Something in the interaction with Flint and this VBPD detective made Flint trust the man. And made Talia care about him. Because she had seemed shocked to hear that the man was presumed dead.

DeRicci had relied on Flint’s word when she made her decision. She had meant what she said about taking risks. Something else was coming; she could feel it in her bones—or maybe in her stomach.

And she didn’t really know what kind of action she could take to stop it.

She felt like the bad guys—whoever they were—were ahead of her. And if they were Earth Alliance officials, then they probably were ahead of her. They had access to the same information she did, and they had similar training.

They had known what she would do before she had done it.

She stood up, which sent a stab of pain through her stomach. She activated the soother after all.

She would deal with her own discomfort when this crisis was over. Right now, she had things to finish.

She needed to update her lists of the various investigations she was supervising. She also needed to continue her own internal investigation.

She was using the program that Flint had set up during the Peyti Crisis to scan faces here on the Moon. It infuriated her that the Peyti clones had been in plain sight the whole time. She hadn’t thought, after Anniversary Day, to look for a large subset of clones already on the Moon.

She had thought of it now, but the parameters were so much larger. She had no idea if she was looking for human clones or alien clones. And some aliens were so very alien, she wasn’t certain if the program would work.

She had broadened the scope, but that slowed the program down. And she wasn’t someone who could tinker with things and make them better.

Even before this new contact, Flint was following more promising leads. DeRicci didn’t want to interfere with his work there. And she wasn’t sure who else she could trust to tweak the program.

Maybe it wouldn’t take Flint long.
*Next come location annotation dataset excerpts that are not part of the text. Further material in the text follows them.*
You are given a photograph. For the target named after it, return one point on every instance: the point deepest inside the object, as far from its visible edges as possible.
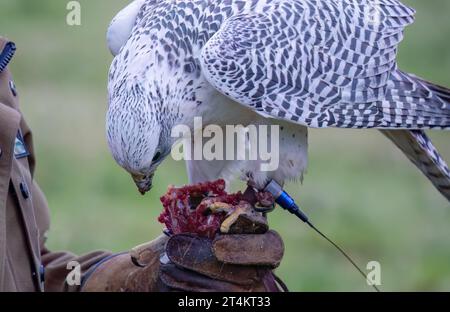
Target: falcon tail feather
(417, 146)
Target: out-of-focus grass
(359, 189)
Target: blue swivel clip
(285, 201)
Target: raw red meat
(186, 208)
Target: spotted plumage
(295, 63)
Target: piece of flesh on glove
(206, 208)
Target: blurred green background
(359, 189)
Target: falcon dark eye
(156, 157)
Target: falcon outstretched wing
(324, 63)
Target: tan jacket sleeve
(56, 263)
(48, 265)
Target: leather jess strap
(7, 51)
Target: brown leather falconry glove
(230, 262)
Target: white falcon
(292, 63)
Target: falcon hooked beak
(143, 182)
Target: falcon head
(136, 133)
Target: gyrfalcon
(291, 63)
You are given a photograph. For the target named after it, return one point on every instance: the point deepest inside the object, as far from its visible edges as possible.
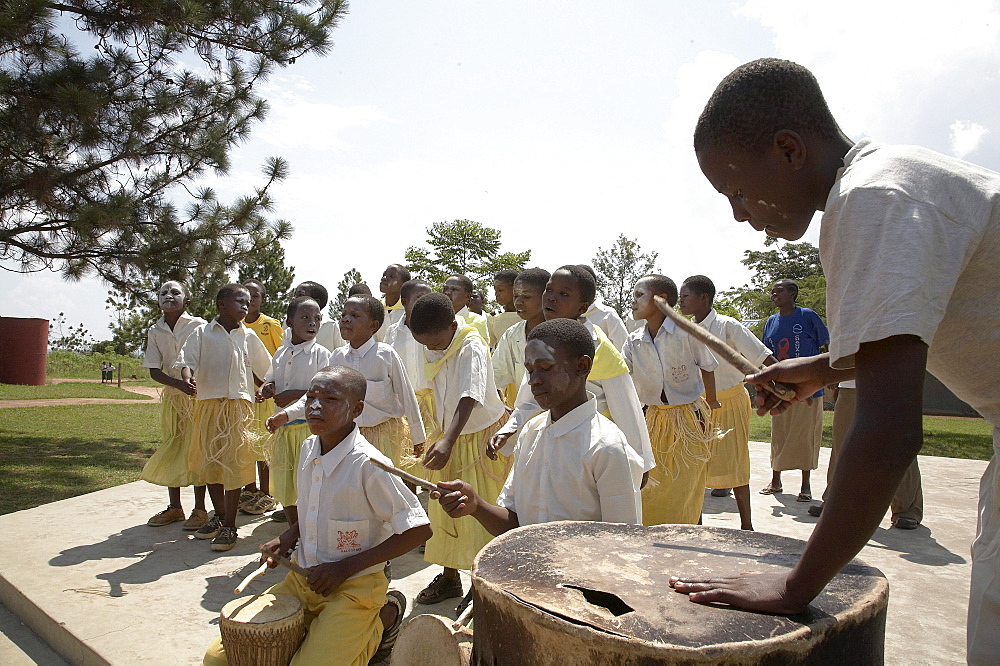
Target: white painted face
(171, 297)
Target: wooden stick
(406, 476)
(288, 564)
(246, 581)
(728, 354)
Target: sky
(565, 124)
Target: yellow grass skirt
(456, 541)
(222, 448)
(283, 450)
(796, 434)
(682, 446)
(730, 463)
(168, 466)
(391, 437)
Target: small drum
(598, 593)
(263, 630)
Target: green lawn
(51, 453)
(67, 390)
(946, 436)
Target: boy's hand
(275, 421)
(496, 443)
(461, 501)
(438, 455)
(327, 577)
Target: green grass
(945, 436)
(51, 453)
(67, 390)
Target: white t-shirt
(910, 241)
(577, 468)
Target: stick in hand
(728, 354)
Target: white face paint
(171, 296)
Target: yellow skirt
(283, 450)
(222, 449)
(730, 463)
(682, 446)
(391, 437)
(457, 541)
(261, 412)
(168, 466)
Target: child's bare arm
(885, 437)
(327, 577)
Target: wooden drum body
(263, 630)
(598, 593)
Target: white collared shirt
(739, 337)
(294, 366)
(346, 505)
(163, 345)
(577, 468)
(671, 364)
(467, 373)
(224, 362)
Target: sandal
(440, 588)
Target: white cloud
(965, 137)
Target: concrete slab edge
(54, 633)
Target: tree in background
(97, 145)
(336, 306)
(795, 261)
(464, 247)
(618, 269)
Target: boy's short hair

Maybe she could ask him when he returned.

If all went well with this new contact.

She hoped it would. Because right now, she was stretched just about as far as she could go.

She wasn’t sure she could make it through one more crisis.

She wasn’t sure any of them could.

 

 

 

 

TEN

 

 

MARSHAL JUDITA GOMEZ
stood in the arrivals area of the Port of Armstrong, feeling disoriented. She had spent months traveling to the Moon, and now that she’d arrived, she could barely accept that she was here. She had not traveled with this kind of goal before—and to achieve it made her feel uneasy.

She knew she wasn’t done; she had come to the Moon to talk with Noelle DeRicci, who as head of Security for United Domes of the Moon, seemed to be the only representative of the Moon’s government. Gomez had actually had one of her crew, Neil Apaza, research who the best person to contact was, and Apaza had concluded that Gomez’s initial instinct had been right—no one else on the Moon had the kind of political reach that DeRicci did.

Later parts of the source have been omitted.